What is everyone useing for fletchings? Vanes or feathers? Straight or helical?
Also what point weight and arrow length are you getting the best flight with?
Heck, Just tell me your hole setup, draw weight, bow, mothers maiden name, favorite movie, firsts born childs name!!! Just kidding!!!!! Just trying to figure out what all I need to gather up, indoor starts real soon here and I need to get this stuff setup. Thanks in advance.


----------



## AT_X_HUNTER (Aug 10, 2005)

A lot of guys use feathers for varying reasons. One being forgivness of fletch contact. Feathers also catch more air and start spinning the arrow faster. On the flip side vanes last a lot longer, so if you don't like fletching arrows all the time vanes are the way to go.

I like quickspins, but I think I am in the minority there. It's just a matter of what you have confidence in. But from what I've seen, you can't go wrong with 4" feathers or vanes.

As for my set up, at the moment I'm shooting a Vantage Elite at 56#, 31-1/8" DL, 55% let off, using a TTSS pro rest, CX X-Jammer 27's at 31" long and 210gr points with 2.25" quick spin vanes and pin nocks.


----------



## NY MOpro (Dec 8, 2009)

I like the Bohning 1.5'' X-Vanes fletched straight. I shoot CX Linejammers with 40 grain weights and 30 grain tips. 

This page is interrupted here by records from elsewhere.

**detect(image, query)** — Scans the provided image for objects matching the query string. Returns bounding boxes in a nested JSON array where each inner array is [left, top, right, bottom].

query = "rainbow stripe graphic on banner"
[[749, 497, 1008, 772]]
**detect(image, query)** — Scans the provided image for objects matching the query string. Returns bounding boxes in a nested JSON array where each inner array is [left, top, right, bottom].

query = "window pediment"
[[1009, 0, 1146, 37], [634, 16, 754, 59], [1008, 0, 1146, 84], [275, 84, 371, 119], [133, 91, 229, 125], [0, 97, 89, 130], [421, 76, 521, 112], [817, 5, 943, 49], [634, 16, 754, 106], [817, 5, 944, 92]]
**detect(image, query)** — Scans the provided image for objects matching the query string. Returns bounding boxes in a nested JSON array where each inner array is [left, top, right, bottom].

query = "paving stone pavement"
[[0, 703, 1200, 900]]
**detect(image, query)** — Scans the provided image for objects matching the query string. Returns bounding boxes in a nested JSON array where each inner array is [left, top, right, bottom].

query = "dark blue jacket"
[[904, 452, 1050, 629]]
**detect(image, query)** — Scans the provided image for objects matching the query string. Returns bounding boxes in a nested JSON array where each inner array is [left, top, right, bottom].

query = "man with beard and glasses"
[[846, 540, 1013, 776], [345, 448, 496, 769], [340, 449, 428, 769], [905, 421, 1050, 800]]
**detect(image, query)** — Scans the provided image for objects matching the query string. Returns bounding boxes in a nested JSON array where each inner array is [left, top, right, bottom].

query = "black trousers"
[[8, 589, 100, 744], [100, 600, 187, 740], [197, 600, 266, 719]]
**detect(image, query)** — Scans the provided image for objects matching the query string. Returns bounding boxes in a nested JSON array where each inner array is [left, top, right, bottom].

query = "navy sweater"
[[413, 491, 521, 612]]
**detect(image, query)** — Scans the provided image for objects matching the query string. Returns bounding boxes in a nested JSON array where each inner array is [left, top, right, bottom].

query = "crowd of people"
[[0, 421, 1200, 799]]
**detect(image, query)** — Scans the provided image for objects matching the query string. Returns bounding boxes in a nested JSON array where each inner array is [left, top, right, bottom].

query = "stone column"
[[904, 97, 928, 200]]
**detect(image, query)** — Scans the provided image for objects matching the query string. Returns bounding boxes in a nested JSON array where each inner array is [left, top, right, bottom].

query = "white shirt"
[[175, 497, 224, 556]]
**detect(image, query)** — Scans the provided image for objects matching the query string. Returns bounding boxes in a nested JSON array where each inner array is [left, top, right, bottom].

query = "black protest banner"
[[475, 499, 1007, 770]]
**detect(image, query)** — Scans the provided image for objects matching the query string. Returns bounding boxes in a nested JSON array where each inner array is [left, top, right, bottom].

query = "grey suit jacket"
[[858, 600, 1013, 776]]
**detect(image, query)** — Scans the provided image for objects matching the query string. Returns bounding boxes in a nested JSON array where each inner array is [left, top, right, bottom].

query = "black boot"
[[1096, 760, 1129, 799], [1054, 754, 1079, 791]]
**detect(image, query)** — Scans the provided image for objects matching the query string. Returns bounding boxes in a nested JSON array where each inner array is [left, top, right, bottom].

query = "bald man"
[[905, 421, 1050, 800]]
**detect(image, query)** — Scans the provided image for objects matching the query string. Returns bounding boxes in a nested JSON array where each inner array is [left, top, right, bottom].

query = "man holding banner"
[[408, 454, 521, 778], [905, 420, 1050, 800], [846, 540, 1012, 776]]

I shot gold tip 30x's with 70 grain tips and 4'' feathers. i tried straight and right helicle and just could'nt get the flight that I do with the X-vanes. They're small, but offer good clearance off the rest, and good flight stability.

Thats sent to the paper with a PSE Shark-X and a trophy taker rest with a lizzard toung. I definately think you need to find the set-up that is comfortable for you.


----------



## mod10g (Dec 18, 2006)

Got everything but the arrows, can't decided which arrows X-killers or 
X-ringers? Shooting a Hoyt Proelite 50-to-60 @28.5 draw length if that helps


----------



## Tracker52 (Jan 19, 2009)

Indoor:
I'm shooting the X-Killers indoor at 28.5" with 4" feathers and 150 grain points. I couldn't be happier. I'm shooting a Mathews Conquest 4 at 28.5" and 52-55 pounds. (I WOULD SHOOT THIS FOR INDOOR NO DOUBT)


Outdoor: X-ringer HV 350's at 26.5" with 100 grain points and 2" Blazers. They are 290 grains and can get them to 283 with only 57 pounds out of another C4


----------



## NY MOpro (Dec 8, 2009)

Dont get me wrong, feathers work good for indoor spots, I'm just letting you know what worked best for me with my rig. But like I said, you have to see what works best for you.


----------



## 5ringking (May 25, 2005)

*x killers*

Got my xkillers setup with 4" gateway feathers, 150grain victory steel point, with the factory pin bushings with bohning pinnocks... anyhoo mine are cut at 29 inches from carbon end to carbon end, My bow setup is a Conquest Apex 28" draw set at 52lb pull, and to quote the great "Cartman" its SWEEEEEEEET!!!!:wink::wink:

That will give you the ultimate indoor arrow!!!!!


----------



## Twinsfan (Aug 9, 2007)

i am using 5" feathers with a right wing clamp and they are flying great.


----------



## mod10g (Dec 18, 2006)

Sounds like everyones going with feathers and around 150 up front, thanks for the input


----------



## ferretboy (Aug 15, 2007)

Believe it or not, I shoot the X Killers with mini Blazers helically fletched on the Blazer jig 150 grains up front. My arrow flight is impeccable. I shoot a Hoyt 38 Ultra with 26.5 inch draw set at 50 lbs. I also shoot them on my prestige at 60 lbs and they fly just as great. Thanks, Dave Henderson


----------



## teammemphis (Jan 6, 2010)

I set the XKillers up with flex fletch 360 right wing helical and put an extra 100 grain in the back of the victory 150 points and left them full length. I just trimmed the ends to square them. some of the best arrows for indoor I have ever shot.


----------



## j.irvin (Sep 21, 2009)

Gold tip 30x pros with 150gr tips and 2" Blazers


----------